Kurogoma, black and white sesame seeds for black sesame moon pie. The most preposterous black sesame paste so rich; rich becomes lighter because there is no leeway for sugar! A dealer in sesame I'd always go for tahini, not sesame paste whenever I had a choice; hence I was determined in sounding-out LE here. But it was a good reap because this one's concentrated sesame paste!



The red bean on the left with pink sesame seeds isn't like red bean bun or red bean mee chiang kueh! Red bean white sugar; until everybody forgets that red bean's a bean! Like a flavour within a cake. However it seemed that red bean was the sugar used to sweeten this red bean paste. So mellow, it sets a horizon beside the flour crust; the most enigmatic for me a 'plain' flavour that I can no longer recognise! Arguably my favourite, though with a green tea moon pie on the right! Like 611 green tea tau sar piah, it emanates jasmine, undeniably high and exalted!



Finally, the original flavour. If you warm it up, it tastes like a scone, and you suddenly cannot conjecture why there are more flavours in a moon pie. This is because of the seamless pairing; lotus seed paste for a sweet and savoury sensation, sesame seeds adding as 'dimensional butter' to the soft pastry, no other ingredients to complicate the tastebud!

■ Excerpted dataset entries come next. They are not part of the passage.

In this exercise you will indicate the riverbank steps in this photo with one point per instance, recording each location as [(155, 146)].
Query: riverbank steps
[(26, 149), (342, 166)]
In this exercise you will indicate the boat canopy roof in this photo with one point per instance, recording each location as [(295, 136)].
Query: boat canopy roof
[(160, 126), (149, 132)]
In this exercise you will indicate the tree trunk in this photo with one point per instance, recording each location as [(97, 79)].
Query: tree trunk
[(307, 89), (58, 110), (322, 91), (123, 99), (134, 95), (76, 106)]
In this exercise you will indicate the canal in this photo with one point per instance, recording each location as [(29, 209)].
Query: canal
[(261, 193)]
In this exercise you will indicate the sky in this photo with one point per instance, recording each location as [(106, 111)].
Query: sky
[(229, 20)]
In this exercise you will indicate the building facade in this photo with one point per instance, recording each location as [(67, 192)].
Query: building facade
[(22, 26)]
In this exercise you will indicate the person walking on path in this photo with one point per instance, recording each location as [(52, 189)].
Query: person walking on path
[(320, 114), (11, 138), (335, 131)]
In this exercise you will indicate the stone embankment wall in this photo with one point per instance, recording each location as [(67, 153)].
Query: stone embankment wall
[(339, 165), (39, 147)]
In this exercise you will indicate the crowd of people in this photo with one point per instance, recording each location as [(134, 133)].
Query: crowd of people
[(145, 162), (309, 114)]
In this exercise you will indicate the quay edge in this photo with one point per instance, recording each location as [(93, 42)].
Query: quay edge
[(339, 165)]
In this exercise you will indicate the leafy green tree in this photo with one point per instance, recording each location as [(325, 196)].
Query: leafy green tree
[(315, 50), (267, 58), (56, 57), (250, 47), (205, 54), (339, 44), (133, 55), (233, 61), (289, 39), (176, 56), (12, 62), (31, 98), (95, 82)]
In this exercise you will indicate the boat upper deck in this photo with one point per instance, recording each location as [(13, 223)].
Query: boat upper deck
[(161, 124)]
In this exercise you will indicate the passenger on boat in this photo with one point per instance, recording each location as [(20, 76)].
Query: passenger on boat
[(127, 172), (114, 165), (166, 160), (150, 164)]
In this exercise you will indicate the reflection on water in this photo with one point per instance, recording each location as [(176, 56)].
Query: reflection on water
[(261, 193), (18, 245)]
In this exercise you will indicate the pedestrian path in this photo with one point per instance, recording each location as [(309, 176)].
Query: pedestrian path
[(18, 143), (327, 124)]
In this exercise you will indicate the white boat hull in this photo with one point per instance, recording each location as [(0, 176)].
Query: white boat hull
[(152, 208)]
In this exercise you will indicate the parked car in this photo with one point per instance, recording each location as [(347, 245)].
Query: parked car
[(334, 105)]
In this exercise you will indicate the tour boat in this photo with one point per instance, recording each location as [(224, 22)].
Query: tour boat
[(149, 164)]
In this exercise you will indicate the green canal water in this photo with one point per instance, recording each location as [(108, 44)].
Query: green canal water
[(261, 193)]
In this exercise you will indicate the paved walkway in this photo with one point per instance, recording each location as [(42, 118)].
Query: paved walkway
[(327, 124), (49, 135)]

The most luxurious paste ever for a mooncake; highlights the generation of the moon pie too. The lotus seed paste garnering exorbitant prices. Traditionally, no moon pie taste so superbly sweet though, where you have to tolerate sweetness like a rite. (With drinking tea or the essentiality to be riddled with melon seeds, they are just so sweet, here; have a bite). Well, the original moon pie is a more properly thought-out confection.

Chocolate rimming the surface- Original, Red Bean, Coffee, Black sesame or Black and white sesame flavour? Which one is it, quick? Well LE was lively in giving the chocolate a twist- no, not original, original's more exotic than chocolate, not red bean either, chocolate cannot demarcate red bean, and when you think it is smart enough to be coffee; no, not mocha, brown for brown, its black sesame! So this is black sesame with chocolate on the top! (The same mudpie paste as the one with black and white sesame seeds, though that is referred to as the black and white sesame flavour.) Seeds green but tickled unevenly, it is the pandan juice. The whites look like they are shedding green.



The pandan moon pie is coloured brilliantly inside, but the taste is very mild of pandan. The paste is comely thick but light. Pandan, the most solacing neutral flavour for someone who does not like traditional tastes- ekk bean paste, no seeds please, green tea too eccentric, I don't take kopi-o.

P.S. Still, how can there be not one flavour that taste not cordial? Acclimatization to localised tastes, peanut or red bean appeals to me- how will those who grow up drinking foreign water take to these fillings? When it was either chocolate or cheese. Thinking of it there was not much choice anyway, besides this vanilla, peanut butter, or strawberry; anything else it is outlandish.